Giant Bubbles on Red Giant Star’s Surface

Astronomers using ESO’s Very Large Telescope have for the first time directly observed granulation patterns on the surface of a star outside the Solar System.
Giant Bubbles on Red Giant Star’s Surface

The surface of the red giant star π1 Gruis from PIONIER on the VLT

Astronomers using ESO’s Very Large Telescope have for the first time directly observed granulation patterns on the surface of a star outside the Solar System — the ageing red giant π1 Gruis. This remarkable new image from the PIONIER instrument reveals the convective cells that make up the surface of this huge star, which has 350 times the diameter of the Sun. Each cell covers more than a quarter of the star’s diameter and measures about 120 million kilometres across. These new results are being published this week in the journal Nature.
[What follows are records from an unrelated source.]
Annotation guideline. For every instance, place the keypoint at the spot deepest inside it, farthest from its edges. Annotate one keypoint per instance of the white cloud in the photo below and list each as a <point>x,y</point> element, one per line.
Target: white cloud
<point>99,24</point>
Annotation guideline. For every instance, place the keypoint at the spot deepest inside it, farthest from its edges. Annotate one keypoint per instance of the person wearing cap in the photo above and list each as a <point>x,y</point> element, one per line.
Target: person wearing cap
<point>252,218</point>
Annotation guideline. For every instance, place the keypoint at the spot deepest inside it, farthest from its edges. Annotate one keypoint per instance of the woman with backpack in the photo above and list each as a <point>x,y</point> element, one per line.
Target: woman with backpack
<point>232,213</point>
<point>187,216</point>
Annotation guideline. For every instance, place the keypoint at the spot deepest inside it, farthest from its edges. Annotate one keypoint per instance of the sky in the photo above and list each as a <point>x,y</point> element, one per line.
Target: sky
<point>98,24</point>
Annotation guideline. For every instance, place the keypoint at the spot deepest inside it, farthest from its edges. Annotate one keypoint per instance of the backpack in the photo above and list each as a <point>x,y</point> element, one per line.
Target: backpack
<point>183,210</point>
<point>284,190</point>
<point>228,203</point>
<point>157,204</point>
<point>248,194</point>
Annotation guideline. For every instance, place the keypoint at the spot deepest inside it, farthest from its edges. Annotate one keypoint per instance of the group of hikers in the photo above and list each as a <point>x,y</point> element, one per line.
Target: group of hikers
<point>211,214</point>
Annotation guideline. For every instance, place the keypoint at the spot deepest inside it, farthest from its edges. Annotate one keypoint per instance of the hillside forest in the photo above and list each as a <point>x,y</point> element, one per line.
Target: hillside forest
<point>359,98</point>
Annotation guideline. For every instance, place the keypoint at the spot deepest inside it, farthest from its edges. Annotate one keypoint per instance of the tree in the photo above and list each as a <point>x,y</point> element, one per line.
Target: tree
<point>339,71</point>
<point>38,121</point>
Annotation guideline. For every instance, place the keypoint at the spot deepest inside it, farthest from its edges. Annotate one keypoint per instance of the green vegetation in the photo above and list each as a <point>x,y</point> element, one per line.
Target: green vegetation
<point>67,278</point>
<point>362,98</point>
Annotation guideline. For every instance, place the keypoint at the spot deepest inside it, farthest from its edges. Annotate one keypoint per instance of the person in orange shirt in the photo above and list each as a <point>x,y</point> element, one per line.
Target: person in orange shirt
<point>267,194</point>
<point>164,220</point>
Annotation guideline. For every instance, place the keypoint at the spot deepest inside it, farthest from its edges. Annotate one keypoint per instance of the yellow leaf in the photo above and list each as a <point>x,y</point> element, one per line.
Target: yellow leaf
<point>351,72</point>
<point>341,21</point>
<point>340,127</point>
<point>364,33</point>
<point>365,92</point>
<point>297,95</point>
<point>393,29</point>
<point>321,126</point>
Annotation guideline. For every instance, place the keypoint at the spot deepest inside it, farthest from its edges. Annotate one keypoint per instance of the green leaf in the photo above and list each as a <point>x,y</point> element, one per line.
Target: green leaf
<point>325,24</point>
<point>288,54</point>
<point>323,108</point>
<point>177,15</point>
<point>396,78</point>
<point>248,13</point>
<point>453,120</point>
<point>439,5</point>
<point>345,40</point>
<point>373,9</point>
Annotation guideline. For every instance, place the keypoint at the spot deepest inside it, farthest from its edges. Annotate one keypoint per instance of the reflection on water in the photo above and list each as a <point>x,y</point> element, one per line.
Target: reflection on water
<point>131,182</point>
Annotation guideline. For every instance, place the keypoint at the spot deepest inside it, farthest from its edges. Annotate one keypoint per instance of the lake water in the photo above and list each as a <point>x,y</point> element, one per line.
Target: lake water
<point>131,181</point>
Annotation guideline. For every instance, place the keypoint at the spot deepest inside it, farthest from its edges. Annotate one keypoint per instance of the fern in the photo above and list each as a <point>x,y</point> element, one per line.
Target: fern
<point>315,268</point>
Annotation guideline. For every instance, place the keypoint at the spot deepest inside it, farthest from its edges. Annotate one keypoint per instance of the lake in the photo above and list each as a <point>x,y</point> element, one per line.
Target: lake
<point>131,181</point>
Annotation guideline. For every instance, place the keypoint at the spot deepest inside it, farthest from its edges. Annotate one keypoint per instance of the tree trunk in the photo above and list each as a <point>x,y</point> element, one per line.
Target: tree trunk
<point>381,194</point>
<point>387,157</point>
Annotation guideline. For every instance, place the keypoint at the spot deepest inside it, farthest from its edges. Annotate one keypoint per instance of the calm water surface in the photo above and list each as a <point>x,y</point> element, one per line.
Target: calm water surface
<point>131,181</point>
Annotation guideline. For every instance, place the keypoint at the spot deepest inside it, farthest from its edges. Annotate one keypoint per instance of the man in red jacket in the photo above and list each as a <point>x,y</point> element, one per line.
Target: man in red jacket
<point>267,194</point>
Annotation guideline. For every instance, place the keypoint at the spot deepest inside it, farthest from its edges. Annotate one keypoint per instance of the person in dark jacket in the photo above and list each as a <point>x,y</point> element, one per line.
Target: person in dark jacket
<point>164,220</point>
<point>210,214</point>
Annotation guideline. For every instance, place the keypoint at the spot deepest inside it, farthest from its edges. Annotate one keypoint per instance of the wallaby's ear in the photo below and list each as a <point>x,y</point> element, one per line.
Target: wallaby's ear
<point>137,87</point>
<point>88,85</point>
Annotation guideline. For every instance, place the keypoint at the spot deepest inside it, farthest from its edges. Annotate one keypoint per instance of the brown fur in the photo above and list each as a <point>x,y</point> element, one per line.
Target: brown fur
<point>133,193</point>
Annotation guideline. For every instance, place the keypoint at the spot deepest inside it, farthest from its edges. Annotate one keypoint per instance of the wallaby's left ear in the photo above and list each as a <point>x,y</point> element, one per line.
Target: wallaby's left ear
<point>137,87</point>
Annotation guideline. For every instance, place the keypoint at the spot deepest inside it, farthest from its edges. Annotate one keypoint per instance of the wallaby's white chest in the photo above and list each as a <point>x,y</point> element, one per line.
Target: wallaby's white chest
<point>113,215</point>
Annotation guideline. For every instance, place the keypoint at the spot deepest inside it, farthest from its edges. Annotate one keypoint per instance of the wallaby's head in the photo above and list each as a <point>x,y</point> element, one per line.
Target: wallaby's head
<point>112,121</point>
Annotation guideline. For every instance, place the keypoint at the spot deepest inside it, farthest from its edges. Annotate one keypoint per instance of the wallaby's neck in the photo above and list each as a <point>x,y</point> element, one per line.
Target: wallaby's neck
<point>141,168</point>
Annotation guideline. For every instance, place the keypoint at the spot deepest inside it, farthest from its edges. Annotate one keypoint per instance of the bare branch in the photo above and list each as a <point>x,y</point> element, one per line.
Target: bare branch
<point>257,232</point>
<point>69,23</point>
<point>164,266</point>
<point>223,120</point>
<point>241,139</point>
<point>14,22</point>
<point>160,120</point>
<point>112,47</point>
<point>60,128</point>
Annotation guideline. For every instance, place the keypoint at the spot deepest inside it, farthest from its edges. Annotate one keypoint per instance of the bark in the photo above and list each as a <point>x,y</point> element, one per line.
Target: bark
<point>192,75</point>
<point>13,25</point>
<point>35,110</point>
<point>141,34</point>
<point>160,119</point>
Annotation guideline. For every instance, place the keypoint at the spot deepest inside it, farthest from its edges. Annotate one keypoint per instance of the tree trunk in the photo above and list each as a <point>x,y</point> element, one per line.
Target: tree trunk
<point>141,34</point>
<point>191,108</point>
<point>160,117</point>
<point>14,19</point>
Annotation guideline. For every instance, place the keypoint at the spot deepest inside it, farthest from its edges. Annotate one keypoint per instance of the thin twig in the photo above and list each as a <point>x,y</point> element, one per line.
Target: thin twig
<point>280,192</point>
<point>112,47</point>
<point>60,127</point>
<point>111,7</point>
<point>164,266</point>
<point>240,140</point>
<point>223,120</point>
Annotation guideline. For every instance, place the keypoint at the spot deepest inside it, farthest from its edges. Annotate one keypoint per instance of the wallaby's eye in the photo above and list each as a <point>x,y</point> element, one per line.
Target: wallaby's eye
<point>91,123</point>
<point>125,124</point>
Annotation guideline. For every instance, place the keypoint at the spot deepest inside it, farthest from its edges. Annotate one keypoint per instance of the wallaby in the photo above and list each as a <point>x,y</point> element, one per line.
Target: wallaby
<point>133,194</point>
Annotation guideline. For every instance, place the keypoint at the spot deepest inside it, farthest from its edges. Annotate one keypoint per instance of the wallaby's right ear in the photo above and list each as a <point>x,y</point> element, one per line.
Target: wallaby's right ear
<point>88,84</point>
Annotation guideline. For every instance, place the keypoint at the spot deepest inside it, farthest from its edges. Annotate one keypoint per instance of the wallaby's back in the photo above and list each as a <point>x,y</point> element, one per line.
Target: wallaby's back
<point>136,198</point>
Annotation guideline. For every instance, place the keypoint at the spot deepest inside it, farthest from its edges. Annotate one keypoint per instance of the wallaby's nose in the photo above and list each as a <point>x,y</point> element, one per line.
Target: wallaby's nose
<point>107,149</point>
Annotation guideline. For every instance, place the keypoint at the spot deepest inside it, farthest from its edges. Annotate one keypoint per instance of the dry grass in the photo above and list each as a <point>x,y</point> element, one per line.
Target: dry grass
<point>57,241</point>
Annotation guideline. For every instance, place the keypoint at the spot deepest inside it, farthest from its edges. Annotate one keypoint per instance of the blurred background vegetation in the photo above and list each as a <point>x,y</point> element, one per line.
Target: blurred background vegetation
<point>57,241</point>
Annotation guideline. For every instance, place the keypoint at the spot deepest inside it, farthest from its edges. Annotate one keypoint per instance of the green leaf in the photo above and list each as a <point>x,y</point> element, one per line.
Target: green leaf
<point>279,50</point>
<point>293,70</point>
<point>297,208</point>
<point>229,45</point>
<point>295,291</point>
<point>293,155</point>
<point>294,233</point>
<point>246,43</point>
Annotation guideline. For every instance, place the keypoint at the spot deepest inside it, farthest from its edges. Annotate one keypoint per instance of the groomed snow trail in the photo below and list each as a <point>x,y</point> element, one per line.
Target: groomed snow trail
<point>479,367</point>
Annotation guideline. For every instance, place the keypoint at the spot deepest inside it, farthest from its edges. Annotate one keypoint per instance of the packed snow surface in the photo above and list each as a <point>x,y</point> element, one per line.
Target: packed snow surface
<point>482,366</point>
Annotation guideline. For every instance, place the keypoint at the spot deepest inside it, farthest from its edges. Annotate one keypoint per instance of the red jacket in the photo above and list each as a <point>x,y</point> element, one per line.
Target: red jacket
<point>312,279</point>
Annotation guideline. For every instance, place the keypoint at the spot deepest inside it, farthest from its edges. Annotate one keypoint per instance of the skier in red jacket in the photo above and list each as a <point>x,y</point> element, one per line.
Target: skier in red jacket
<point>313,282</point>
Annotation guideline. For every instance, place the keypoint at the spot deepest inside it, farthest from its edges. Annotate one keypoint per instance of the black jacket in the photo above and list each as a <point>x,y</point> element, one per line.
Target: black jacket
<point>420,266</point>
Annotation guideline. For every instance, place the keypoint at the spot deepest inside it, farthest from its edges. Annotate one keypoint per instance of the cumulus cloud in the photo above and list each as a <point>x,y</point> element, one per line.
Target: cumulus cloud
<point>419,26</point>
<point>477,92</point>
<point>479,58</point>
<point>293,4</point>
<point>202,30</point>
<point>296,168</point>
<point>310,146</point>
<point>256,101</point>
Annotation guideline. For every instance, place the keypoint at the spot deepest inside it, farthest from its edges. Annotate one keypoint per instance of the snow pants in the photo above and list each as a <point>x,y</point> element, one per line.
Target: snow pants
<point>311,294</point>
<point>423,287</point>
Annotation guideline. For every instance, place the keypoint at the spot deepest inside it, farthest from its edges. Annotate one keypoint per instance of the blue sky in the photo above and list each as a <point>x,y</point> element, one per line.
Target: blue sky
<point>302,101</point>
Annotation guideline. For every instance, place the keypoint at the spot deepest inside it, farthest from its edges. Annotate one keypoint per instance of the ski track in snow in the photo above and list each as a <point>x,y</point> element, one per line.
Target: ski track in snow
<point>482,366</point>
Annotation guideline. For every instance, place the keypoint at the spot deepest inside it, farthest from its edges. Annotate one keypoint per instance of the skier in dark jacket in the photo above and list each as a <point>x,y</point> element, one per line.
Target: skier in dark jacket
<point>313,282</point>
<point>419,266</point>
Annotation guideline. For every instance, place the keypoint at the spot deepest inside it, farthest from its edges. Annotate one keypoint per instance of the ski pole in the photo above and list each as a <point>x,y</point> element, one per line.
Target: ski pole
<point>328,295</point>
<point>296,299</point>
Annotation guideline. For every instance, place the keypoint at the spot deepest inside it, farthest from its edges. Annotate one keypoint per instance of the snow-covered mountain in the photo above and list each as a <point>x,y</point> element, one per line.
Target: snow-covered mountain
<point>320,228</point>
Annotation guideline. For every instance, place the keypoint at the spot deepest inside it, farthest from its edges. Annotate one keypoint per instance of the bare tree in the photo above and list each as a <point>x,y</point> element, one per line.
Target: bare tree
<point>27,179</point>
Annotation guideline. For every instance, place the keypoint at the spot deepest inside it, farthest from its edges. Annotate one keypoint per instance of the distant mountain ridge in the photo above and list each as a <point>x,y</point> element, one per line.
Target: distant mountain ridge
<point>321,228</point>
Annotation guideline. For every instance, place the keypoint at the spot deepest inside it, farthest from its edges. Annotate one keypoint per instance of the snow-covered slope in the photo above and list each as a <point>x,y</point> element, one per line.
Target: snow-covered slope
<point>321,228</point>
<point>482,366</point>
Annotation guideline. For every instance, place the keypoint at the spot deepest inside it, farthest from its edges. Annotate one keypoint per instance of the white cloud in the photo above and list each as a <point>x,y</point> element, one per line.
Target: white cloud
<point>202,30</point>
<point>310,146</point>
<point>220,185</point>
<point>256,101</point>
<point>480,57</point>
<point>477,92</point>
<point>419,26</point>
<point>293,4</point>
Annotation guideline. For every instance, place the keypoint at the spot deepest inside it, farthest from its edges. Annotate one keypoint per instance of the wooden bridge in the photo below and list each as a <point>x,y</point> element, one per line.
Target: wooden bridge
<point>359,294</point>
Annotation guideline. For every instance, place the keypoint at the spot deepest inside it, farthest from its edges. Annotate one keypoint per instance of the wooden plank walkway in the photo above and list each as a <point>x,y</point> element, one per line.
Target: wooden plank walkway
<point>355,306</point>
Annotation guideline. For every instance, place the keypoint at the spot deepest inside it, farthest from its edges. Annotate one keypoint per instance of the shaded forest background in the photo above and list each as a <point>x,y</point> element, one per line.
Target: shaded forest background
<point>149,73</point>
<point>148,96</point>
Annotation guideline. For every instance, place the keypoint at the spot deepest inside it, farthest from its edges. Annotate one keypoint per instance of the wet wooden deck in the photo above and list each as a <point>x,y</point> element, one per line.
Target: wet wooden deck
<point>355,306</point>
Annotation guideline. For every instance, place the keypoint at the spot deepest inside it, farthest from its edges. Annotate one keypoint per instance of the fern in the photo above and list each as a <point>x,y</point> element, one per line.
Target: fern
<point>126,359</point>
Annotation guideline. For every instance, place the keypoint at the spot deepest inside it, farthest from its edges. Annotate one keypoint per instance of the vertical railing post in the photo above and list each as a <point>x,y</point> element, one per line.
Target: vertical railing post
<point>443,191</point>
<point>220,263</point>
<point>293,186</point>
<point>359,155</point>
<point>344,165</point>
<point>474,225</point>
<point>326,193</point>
Located 530 light-years from Earth in the constellation of Grus (The Crane), π1 Gruis is a cool red giant. It has about the same mass as our Sun, but is 350 times larger and several thousand times as bright [1]. Our Sun will swell to become a similar red giant star in about five billion years.

An international team of astronomers led by Claudia Paladini (ESO) used the PIONIER instrument on ESO’s Very Large Telescope to observe π1 Gruis in greater detail than ever before. They found that the surface of this red giant has just a few convective cells, or granules, that are each about 120 million kilometres across — about a quarter of the star’s diameter [2]. Just one of these granules would extend from the Sun to beyond Venus. The surfaces  — known as photospheres —  of many giant stars are obscured by dust, which hinders observations. However, in the case of π1 Gruis, although dust is present far from the star, it does not have a significant effect on the new infrared observations [3].

When π1 Gruis ran out of hydrogen to burn long ago, this ancient star ceased the first stage of its nuclear fusion programme. It shrank as it ran out of energy, causing it to heat up to over 100 million degrees. These extreme temperatures fueled the star’s next phase as it began to fuse helium into heavier atoms such as carbon and oxygen. This intensely hot core then expelled the star’s outer layers, causing it to balloon to hundreds of times larger than its original size. The star we see today is a variable red giant. Until now, the surface of one of these stars has never before been imaged in detail.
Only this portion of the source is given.